Precisamos uregentemente de patrulhas novas que demandem menos tempo de manutenção e revisão, em numero elevado. A questão é essa, com uma ZEE gigante como a nossa, deveriam ser pelo menos 50 além de uma classe de longo curso capaz de patrulhar o atlantico sul até Trindade, e ai sim, com um sistema AA ou AS para apoio às corvetas ou fragatas.
A licitação do Reb. de Alto Mar foi cancelada. Não apareceram competidores.
Agora a MB terá que achar um no mercado pelo preço que ela estipulou.
É do Balde, nós (eu e o Ostra) já tinhamos cantado a bola de que provavelmente nao iria aparecer ninguem mesmo. Navios com desse tipo PSV e AHTS estão em falta no mercado, quem quizer tem que mandar fazer e ainda aguardar na fila.
A vantagem é eque teoricamente da para pegar carona no programa de construcao dos navios que estao sendo feitos para as prestadoras de servico da PETROBRAS.
Muitos q
Muitos que comentam no blog parecem não perceberem que a MB exerce função policial na costa brasileira. Para tanto ela não pode só ter fragatas, corvetas e FACs. Ela necessita muito mais de navios de patrulha (e não de ataque, armados com mísseis ou pensados para uma guerra de alta intensidade) e algumas poucas escoltas com ênfase na ASW. Não seremos capazes de fazermos frente a USN nem a curto prazo e nem em um futuro imaginável, portanto, com os cenários e as variáveis previstas (e realistas) no nosso TO do Atlântico Sul o ideal para nós com a verba disponível é uma pequena mas eficiente marinha costeira com ênfase na defesa e uma grande marinha com ênfase nos seus deveres de polícia/salvamento.

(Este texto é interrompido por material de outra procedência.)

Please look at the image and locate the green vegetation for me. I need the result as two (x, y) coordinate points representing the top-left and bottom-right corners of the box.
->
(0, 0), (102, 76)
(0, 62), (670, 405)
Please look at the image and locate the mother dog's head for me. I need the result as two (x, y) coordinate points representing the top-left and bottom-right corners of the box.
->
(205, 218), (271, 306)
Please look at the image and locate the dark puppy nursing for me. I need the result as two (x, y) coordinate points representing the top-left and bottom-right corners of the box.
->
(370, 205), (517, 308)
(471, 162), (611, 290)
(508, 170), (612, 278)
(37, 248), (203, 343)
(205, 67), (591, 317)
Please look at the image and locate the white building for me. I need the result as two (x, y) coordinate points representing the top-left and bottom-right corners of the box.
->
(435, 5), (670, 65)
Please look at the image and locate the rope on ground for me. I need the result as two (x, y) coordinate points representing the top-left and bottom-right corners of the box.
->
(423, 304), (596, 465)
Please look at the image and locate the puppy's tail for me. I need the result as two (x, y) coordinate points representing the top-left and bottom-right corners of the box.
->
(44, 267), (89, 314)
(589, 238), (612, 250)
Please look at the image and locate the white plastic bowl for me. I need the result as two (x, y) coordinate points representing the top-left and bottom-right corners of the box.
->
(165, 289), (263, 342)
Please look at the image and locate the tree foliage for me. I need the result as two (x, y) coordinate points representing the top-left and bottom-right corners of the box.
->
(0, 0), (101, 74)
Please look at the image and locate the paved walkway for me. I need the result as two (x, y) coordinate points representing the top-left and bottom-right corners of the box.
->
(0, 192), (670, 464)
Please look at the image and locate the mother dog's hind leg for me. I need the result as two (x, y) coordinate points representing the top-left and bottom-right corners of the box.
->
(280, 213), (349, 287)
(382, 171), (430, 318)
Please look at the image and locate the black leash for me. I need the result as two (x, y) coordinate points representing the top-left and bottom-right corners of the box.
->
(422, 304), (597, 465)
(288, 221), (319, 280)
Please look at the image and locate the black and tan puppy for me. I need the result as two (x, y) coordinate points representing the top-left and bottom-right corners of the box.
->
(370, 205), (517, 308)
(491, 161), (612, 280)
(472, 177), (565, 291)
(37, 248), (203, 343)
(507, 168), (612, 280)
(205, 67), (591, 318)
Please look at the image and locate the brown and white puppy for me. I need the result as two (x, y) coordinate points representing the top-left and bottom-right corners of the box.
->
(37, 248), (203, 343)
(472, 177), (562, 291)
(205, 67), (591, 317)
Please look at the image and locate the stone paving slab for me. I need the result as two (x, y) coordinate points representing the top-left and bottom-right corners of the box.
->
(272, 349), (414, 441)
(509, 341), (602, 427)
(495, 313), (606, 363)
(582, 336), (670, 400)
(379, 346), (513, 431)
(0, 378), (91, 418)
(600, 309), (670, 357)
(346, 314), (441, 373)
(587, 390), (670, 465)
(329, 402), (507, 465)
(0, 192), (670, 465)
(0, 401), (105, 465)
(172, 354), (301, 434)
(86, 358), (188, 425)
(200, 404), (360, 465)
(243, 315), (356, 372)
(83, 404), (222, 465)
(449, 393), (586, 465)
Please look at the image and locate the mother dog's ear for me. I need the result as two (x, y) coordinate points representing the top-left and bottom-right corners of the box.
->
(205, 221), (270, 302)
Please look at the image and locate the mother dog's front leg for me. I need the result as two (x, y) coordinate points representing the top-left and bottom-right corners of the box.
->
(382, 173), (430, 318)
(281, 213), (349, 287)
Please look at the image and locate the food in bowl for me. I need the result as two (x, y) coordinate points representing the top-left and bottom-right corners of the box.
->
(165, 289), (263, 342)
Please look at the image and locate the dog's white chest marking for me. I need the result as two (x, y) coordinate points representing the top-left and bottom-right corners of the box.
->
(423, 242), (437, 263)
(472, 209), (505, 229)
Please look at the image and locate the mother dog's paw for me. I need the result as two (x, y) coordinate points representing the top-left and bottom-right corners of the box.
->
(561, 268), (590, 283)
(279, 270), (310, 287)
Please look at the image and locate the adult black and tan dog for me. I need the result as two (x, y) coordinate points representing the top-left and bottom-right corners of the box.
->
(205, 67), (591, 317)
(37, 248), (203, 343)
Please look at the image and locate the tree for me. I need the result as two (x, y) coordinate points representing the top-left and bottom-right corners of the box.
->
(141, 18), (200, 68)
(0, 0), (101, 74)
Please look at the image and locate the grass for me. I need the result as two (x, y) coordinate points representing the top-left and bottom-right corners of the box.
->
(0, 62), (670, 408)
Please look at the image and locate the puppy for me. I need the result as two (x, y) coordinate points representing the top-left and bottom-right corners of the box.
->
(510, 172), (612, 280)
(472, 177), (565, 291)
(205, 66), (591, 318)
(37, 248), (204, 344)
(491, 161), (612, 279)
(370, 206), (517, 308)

Acho algumas coisas muito estranhas na MB, como o “Opalão” desdentado, duas bombas (de exercício) para os A4, falta de mísseis nos cabides dos navios, a ilusão do Sub nuclear (tomara que esteja errado), etc. Mas o fato da Marinha buscar ter navios de baixa tecnologia/armamento/custo para a função de Guarda Costeira é altamente louvável e ponderada dada a atual realidade geopolítica.
Correção: substitua “cabides dos navios” por “containers dos navios”.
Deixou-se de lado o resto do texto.